Everyone smiled, but they weren’t all that happy, Mandy supposed. Forget her lateness; she was engaged, and they weren’t. But who was this Steven? Mandy suddenly got a strong whiff of alcohol and stepped back. Steven had bec
ome unsteady on his feet. Kathy was propping him up with her elbow. Out of the corner of her eye, Mandy saw McLafferty picking up glass. He, alone, had not gone to greet Kathy. She looked at him, puzzled, and saw him walking quickly toward the bathroom, his coat slung over one shoulder. She had the strange feeling that something was more wrong with him than with Kathy and Steven.
“Champagne!” the Greene twins said, rushing out of the kitchen.
Everyone remained huddled in the doorway, giving their attention to the birthday girl. Mandy took a few steps backward, smiled gratefully at Reva, approaching the spill with a sponge and a roll of paper towels, and turned toward the bathroom door.
“McLafferty?” she said. No response. She turned the door-knob. The door opened. He was sitting on the side of the tub. His hand was bleeding onto his coat. The coat lay wadded up between his feet.

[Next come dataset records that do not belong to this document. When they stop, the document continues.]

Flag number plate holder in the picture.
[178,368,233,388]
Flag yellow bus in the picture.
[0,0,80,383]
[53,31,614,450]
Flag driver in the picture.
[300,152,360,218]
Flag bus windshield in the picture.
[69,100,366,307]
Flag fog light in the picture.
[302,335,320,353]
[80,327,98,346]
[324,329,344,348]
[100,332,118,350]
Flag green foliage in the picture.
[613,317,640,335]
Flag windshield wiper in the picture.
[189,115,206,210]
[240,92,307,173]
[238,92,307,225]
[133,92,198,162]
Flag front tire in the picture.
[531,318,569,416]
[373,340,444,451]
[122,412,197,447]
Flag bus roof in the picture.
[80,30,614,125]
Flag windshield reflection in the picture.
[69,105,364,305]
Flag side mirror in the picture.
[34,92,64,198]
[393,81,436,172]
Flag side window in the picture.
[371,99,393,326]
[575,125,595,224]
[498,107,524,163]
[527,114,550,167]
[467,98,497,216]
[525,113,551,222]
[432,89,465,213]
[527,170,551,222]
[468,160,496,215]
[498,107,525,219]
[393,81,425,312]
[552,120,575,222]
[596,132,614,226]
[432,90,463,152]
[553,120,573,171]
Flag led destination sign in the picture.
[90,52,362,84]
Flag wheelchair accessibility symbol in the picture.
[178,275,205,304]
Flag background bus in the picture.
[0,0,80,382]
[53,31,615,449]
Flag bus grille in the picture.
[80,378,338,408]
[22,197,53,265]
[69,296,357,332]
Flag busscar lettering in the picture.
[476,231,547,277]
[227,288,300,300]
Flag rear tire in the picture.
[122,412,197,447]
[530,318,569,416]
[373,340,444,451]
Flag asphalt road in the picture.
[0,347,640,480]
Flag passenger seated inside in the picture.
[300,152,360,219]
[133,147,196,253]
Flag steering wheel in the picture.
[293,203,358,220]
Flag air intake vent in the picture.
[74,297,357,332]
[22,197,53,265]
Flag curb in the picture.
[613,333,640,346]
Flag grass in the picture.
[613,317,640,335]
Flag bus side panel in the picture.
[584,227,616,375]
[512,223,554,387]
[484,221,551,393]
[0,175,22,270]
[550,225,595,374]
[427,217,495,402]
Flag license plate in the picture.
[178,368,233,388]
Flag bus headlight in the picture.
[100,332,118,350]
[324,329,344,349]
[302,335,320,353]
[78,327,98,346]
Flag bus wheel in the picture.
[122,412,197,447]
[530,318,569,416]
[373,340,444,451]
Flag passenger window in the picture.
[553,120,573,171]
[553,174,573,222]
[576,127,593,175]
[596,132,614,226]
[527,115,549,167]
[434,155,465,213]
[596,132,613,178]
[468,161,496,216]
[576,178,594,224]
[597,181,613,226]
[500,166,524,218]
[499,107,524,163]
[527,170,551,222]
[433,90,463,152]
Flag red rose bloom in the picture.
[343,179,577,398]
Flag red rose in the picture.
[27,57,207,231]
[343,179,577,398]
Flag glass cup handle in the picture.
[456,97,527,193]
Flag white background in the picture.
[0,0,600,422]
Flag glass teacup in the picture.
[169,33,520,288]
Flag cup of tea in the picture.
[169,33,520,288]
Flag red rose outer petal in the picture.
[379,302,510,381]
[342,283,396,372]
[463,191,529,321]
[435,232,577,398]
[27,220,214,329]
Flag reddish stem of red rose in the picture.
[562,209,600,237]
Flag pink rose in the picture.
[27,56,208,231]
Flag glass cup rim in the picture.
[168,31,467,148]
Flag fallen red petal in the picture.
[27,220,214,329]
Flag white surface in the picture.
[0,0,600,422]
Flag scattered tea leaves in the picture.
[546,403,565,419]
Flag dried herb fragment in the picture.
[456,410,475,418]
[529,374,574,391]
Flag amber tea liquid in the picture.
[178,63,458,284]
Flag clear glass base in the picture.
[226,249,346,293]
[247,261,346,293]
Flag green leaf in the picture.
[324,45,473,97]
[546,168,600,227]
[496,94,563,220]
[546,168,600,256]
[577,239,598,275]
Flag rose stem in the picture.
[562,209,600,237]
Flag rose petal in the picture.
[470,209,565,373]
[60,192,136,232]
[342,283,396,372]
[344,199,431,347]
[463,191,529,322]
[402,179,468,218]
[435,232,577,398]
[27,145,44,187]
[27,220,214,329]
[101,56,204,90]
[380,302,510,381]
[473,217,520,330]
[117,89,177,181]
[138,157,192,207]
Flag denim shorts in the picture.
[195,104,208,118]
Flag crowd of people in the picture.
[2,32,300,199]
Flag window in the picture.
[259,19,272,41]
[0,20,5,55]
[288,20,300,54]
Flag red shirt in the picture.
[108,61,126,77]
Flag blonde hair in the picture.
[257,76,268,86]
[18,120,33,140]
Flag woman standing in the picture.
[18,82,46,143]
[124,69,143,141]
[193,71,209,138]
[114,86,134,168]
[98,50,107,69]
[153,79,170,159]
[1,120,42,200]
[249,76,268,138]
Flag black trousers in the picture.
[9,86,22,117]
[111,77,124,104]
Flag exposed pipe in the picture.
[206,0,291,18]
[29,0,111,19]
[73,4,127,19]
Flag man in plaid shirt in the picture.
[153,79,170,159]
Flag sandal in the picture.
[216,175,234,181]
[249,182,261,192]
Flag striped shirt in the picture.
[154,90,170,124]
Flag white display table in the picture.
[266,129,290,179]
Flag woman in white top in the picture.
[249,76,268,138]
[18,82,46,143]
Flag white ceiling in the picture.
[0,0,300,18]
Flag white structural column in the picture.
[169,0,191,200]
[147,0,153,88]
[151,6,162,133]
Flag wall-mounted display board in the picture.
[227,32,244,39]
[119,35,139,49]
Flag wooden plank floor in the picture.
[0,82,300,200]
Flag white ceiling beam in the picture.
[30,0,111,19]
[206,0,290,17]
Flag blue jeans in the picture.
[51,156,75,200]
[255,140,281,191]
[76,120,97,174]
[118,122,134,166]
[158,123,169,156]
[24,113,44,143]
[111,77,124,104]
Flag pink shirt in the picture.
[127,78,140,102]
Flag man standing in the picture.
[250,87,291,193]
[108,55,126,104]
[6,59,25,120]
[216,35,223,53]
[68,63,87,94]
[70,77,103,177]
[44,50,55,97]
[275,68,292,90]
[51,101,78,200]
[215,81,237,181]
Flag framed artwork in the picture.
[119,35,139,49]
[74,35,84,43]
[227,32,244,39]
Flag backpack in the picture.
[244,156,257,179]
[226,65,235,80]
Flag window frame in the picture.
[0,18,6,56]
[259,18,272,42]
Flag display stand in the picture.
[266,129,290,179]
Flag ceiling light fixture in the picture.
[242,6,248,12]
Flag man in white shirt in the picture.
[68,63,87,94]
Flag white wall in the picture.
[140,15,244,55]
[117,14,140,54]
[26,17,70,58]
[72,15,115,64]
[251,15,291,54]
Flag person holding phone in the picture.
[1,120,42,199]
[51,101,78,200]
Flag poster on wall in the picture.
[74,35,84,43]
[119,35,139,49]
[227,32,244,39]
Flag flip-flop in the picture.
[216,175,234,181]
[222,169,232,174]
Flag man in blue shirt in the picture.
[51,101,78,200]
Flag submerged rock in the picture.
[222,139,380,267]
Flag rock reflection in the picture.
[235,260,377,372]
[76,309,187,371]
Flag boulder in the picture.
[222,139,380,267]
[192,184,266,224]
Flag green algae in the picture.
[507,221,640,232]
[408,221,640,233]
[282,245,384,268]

“What are you doing?” she said. She pulled the guest towel off the towel bar and clamped it against his skin. Then, just as quickly, she lightened the pressure. “Is there glass inside?” she said.
“I got fired,” he said. “That was bullshit about taking the plane tomorrow. I got caught manipulating prices. If I’m lucky, it ends with getting axed.” He nudged his jacket with the toe of his shoe, exposing the Bilzerian label. “I broke your vase and now I’m ruining my fuck-you cashmere coat,” he said. “I still owe eight hundred bucks on it.”
She felt slightly sick. They were all just starting their careers. Everyone got promoted. Nobody she knew had ever been fired.